The async DSL is like the thread DSL used for concurrency. Under the async DSL lies the excellent Java Concurrency API where we leverage the ExecutorService for submitting concurrent tasks. By default a thread pool with 5 threads is created. But you can pass in the core pool size if you like. For instance: from(x).async(20).to(y)
Suppose we have this simple route where we poll a folder for new files, process the files and afterwards move the files to a backup folder when complete.
from("file://inbox?move=../backup-${date:now:yyyyMMdd}")
.to("bean:calculateBean");
The route is synchronous and there is only a single consumer running at any given time. This scenario is well known and it doesn't affect thread safety as we only have one active thread involved at any given time.
Now imagine that the inbox folder is filled with filers quicker than we can process. So we want to speed up this process. How can we do this?
Well we could try adding a 2nd route with the same route path. Well that doesn't work so well as we have competing consumers for the same files. That requires however that we use file locking so we wont have two consumers compete for the same file. By default Camel support this with its file locking option on the file component. But what if the component doesn't support this, or its not possible to add a 2nd consumer for the same endpoint? And yes its a bit of a hack and the route logic code is duplicated. And what if we need more, then we need to add a 3rd, a 4th and so on.

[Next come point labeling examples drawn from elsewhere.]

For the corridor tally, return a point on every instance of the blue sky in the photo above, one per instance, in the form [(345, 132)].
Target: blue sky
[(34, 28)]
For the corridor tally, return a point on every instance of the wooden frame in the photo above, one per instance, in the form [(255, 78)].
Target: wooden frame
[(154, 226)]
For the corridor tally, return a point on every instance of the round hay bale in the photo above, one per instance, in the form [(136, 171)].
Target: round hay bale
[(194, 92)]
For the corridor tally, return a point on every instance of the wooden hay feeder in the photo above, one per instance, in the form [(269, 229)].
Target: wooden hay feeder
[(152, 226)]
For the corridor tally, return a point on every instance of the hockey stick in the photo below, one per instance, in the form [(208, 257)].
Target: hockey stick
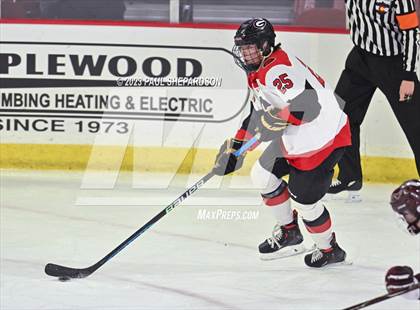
[(384, 297), (65, 273)]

What if the processing of the file itself is the bottleneck? That is the calculateBean is slow. So how can we process messages with this bean concurrently?
Yeah we can use the async DSL, so if we insert it in the route we get:
from("file://inbox?move=../backup-${date:now:yyyyMMdd}")
.async(10)
.to("bean:calculateBean");
So by inserting async(10) we have instructed Camel that from this point forward in the route it should use a thread pool with up till 10 concurrent threads. So when the file consumer delivers a message to the async, then the async take it from there and the file consumer can return and continue to poll the next file. By leveraging this fact we can still use a single file consumer to poll new files. And polling a directory to just grab the file handle is very fast. And we wont have problem with file locking, sorting, filtering and whatnot. And at the same time we can leverage the fact that we can process the file messages concurrently by the calculate bean.
Here at the end lets take a closer look what happens with the synchronous thread and the asynchronous thread. The synchronous thread hands over the exchange to the new async thread and as such the synchronous thread completes. The asynchronous thread is then routing and processing the message. And when this thread finishes it will take care of the file completion strategy to move the file into the backup folder. This is an important note, that the on completion is done by the async thread. This ensures the file is not moved before the file is processed successfully. Suppose the calculate bean could not process one of the files. If it was the sync thread that should do the on completion strategy then the file would have been moved to early into the backup folder. By handing over this to the async thread we do it after we have processed the message completely.
For more information about the new Async API in Camel check out my previous blog entry and the Camel documentation.
Update: async was renamed to threads in Camel 2.0 final.